100 years ago the horses would have migrated to the lower elevations but most of those regions are now filled with people, houses, cars and highways. Still horses are roaming down into populated areas in their desperate search for enough food and water... with devastating results. Highway accidents involving wild horses are becoming common occurrences.

People who don't appreciate wild horses wandering into their areas are shooting them. On the first weekend of November a black stallion was shot in Minden and his ears cut off.

State approved emergency feeding and watering programs have allowed a number of horses to remain in the upper elevations however these activities can only address a portion of the problem.
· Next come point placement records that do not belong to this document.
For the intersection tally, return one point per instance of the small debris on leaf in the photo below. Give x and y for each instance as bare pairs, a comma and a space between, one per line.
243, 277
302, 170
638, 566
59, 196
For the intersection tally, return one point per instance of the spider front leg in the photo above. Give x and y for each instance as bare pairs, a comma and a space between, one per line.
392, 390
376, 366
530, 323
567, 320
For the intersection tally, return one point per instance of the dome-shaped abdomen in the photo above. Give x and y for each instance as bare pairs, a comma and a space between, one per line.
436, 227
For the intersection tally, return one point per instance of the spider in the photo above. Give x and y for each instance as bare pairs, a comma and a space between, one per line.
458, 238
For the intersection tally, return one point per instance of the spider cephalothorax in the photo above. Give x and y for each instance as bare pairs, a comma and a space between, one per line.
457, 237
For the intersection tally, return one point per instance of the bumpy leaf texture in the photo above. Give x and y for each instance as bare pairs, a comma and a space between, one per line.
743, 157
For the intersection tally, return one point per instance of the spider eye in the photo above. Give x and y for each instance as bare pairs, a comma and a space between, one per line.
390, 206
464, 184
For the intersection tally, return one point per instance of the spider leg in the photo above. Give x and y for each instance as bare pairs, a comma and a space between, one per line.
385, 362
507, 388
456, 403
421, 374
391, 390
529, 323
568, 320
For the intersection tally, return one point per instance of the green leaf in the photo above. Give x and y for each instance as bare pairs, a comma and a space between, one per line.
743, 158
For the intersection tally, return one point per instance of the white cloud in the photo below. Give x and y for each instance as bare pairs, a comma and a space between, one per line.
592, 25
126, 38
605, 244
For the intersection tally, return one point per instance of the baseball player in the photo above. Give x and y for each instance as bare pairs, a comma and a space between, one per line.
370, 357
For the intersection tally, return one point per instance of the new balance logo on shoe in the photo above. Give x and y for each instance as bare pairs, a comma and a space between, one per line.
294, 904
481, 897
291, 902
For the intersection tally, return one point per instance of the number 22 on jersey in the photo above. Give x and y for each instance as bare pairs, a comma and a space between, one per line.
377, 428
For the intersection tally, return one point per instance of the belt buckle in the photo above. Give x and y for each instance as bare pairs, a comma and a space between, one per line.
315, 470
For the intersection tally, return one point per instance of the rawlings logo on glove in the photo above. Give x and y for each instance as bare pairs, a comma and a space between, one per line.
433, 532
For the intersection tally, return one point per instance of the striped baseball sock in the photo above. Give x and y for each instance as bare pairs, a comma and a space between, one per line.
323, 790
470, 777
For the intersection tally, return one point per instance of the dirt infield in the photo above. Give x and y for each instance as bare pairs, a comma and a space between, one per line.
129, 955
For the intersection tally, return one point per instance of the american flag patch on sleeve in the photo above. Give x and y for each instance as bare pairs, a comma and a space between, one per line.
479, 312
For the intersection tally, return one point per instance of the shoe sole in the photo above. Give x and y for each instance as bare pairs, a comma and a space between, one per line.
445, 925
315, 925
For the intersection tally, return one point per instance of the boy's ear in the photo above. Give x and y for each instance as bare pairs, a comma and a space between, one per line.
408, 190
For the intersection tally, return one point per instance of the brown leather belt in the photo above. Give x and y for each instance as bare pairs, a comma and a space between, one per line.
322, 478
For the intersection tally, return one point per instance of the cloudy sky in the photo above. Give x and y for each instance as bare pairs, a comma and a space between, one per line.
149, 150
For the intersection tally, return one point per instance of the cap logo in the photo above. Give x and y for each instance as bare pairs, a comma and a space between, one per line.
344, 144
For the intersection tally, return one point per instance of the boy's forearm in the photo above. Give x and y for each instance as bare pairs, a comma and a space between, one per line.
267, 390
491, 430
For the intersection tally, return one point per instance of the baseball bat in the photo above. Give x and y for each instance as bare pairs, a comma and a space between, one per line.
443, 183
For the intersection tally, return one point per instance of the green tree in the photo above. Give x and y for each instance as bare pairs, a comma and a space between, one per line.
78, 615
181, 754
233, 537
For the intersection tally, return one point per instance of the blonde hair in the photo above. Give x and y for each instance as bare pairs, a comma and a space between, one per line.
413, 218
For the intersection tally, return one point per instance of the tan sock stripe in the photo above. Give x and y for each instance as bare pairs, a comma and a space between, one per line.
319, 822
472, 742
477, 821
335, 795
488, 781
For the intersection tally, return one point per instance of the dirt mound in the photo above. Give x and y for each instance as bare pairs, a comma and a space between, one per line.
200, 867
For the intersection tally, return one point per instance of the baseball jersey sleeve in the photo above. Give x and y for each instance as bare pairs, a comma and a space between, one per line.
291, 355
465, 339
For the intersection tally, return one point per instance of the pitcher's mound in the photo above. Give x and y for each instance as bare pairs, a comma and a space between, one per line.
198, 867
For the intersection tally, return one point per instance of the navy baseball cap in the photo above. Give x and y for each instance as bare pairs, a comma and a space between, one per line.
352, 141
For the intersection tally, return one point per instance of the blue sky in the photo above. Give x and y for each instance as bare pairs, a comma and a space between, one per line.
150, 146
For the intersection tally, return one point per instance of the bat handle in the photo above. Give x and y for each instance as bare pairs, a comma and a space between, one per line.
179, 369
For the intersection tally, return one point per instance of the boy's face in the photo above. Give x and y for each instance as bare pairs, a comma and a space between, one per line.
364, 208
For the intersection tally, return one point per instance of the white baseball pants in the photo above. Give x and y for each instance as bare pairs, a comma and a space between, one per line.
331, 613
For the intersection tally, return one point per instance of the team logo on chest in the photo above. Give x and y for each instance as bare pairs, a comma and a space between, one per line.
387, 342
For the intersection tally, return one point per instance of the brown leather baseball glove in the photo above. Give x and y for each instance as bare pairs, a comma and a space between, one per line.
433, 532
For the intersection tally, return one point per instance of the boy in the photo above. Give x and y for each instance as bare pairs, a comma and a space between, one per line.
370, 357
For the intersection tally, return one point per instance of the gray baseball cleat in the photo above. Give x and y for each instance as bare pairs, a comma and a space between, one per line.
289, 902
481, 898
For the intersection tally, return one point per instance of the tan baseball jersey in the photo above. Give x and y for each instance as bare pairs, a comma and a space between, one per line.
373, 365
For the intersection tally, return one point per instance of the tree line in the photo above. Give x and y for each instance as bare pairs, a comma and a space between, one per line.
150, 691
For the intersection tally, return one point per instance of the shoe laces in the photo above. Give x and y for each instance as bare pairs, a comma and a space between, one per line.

A family band waiting for an emergency feed drop
Supplemental alfalfa-grass mix
A thirsty band getting a drink

Mitigation Efforts

This problem must be dealt with and it is a long term problem. If normal weather resumes it will still take years for some of the rangelands to recover. While emergency trapping of "problem horses" will undoubtedly continue, the hard fact is that additional horses will have to come off the range.

The immediate issue involves those horses that have wandered down into urbanized areas. In their search for food and water many have become desensitized to humans. They no longer exhibit true wild horse behavior and they become regular nuisances and traffic hazards. Most of the horses currently being trapped fit into this category.

A more delicate issue is that the ongoing drought has forced everyone to reconsider how many horses the range can sustain and still return to healthy conditions. Healthy ranges equal healthy horses as well as healthy wildlife of all types. While there will likely be great debate over the appropriate number of horses that should roam the Virginia Range, there is little doubt that the herd will have to be reduced to some extent.

So the horses keep on coming into the state holding facility where they desperately need competent adopters.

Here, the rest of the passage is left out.